Nerve agent poisoning ain’t pretty: think convulsions, diarrhea and difficulty breathing. Those dangers prompted the Pentagon’s far-out research arm to come up with a stellar new plan to combat the nasty chem threats. A plan that involves harvesting human liver enzymes. And, uh, growing them inside tobacco plants.

For years, the agency’s been trying to come up with better antidotes for all kinds of chemical threats and other weapons of mass destruction. Recently, it’s thrown money into a project that’d stave off widespread outbreaks by culling an infected person’s antibodies. It’s even trying to come up with insta-vaccines that can thwart just about any bug. Detecting chem and bio threats before they wreak havoc is a top priority, too: Nano-sensors and cyborg bugs are both in the running to sniff out hazards.
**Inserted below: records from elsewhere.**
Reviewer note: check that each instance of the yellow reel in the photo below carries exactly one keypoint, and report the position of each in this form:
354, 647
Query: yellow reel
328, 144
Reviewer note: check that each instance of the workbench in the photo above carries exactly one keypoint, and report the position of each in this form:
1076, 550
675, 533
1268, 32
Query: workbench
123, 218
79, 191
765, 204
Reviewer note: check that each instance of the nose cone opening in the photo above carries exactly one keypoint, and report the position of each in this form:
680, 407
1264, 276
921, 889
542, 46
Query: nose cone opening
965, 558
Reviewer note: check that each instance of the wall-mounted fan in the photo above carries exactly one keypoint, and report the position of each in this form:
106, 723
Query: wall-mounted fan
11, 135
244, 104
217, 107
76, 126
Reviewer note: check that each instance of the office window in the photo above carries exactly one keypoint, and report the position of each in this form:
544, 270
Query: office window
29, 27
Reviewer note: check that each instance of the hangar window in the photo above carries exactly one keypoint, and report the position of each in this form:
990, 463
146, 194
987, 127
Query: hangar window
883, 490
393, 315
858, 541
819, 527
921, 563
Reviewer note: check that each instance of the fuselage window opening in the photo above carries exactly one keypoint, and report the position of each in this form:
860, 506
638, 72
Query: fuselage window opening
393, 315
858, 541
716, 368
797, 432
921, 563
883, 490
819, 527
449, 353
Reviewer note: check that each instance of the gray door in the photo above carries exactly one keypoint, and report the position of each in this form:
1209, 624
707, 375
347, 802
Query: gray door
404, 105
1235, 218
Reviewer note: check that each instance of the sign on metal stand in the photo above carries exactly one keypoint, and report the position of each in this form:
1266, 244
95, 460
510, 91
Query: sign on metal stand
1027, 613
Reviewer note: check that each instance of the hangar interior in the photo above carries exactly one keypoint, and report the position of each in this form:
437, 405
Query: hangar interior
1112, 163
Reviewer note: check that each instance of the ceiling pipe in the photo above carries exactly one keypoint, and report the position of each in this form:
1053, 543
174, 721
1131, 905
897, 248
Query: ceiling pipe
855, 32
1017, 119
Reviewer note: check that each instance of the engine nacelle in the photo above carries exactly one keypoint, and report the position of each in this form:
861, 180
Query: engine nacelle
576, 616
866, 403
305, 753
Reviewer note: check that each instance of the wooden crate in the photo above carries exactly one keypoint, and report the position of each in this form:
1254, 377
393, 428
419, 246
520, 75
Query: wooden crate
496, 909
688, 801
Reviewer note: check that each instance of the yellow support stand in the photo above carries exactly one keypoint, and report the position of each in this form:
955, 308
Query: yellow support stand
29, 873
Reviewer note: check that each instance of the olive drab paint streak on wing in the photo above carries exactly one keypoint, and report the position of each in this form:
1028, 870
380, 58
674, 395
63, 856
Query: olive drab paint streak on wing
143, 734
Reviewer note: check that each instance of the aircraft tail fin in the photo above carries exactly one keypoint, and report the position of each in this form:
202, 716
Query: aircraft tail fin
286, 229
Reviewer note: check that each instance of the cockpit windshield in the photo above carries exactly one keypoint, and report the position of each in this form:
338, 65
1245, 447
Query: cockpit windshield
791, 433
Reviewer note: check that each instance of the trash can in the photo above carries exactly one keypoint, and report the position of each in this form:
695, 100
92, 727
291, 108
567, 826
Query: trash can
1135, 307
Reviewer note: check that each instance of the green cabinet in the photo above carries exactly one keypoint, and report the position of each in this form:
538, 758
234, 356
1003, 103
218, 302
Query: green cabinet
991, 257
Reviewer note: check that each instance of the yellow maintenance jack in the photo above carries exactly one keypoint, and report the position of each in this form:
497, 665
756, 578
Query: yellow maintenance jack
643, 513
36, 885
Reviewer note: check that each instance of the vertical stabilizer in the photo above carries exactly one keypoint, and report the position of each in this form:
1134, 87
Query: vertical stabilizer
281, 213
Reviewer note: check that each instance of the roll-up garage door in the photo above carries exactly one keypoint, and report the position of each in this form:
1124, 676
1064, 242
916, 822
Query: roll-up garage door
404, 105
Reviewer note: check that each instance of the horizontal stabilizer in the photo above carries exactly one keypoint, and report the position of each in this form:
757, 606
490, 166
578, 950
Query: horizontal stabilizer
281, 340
But obviously, Darpa’s portfolio of chemical-threat programs wouldn’t be complete without liver enzymes inside tobacco plants. The agency this week announced plans to start studying the potential for butyrylcholinesterase — you remember that one from the SATs, right? — an enzyme found in the human liver, to act as a better antidote for nerve agents.
Current antidotes don’t actually break down nerve agents. Instead, they target the symptoms of neurotoxicity, which include convulsions, vomiting, wheezing, and (of course) death. And they’re accompanied by plenty of side effects — blurred vision, heart palpitations, incapacitation and delirium. Darpa wants an antidote that can be administered in combat without knocking a soldier out of commission.
Crazy as it sounds, the agency might actually be onto something with this one. Preliminary research suggests that butyrylcholinesterase acts as a “bioscavenger.” Bioscavengers troll the blood stream for invaders and bind with nasty chemical agents, then breaks them down to their constituent parts before they can target the nervous system. Safety studies using butyrylcholinesterase have shown that medicinal doses of the enzyme are well-tolerated in healthy human subjects.
But what does tobacco have to do with it? Darpa doesn’t offer much info, but there’s a good chance the agency is interested in the speed that tobacco-based vaccine production offers. The burgeoning approach, which Darpa’s already been funding for flu vaccines, transfers carefully cultivated genes to bacteria, which then “infect” plant cells. The plants go on to produce the exact protein necessary to create the desired vaccine. It takes around five weeks, as opposed to the several months required using traditional methods.
That’s a novel  rationale for tobacco subsidies. It turns out that when Darpa’s not mulling liver enzymes, they’re trying to jump-start American job creation.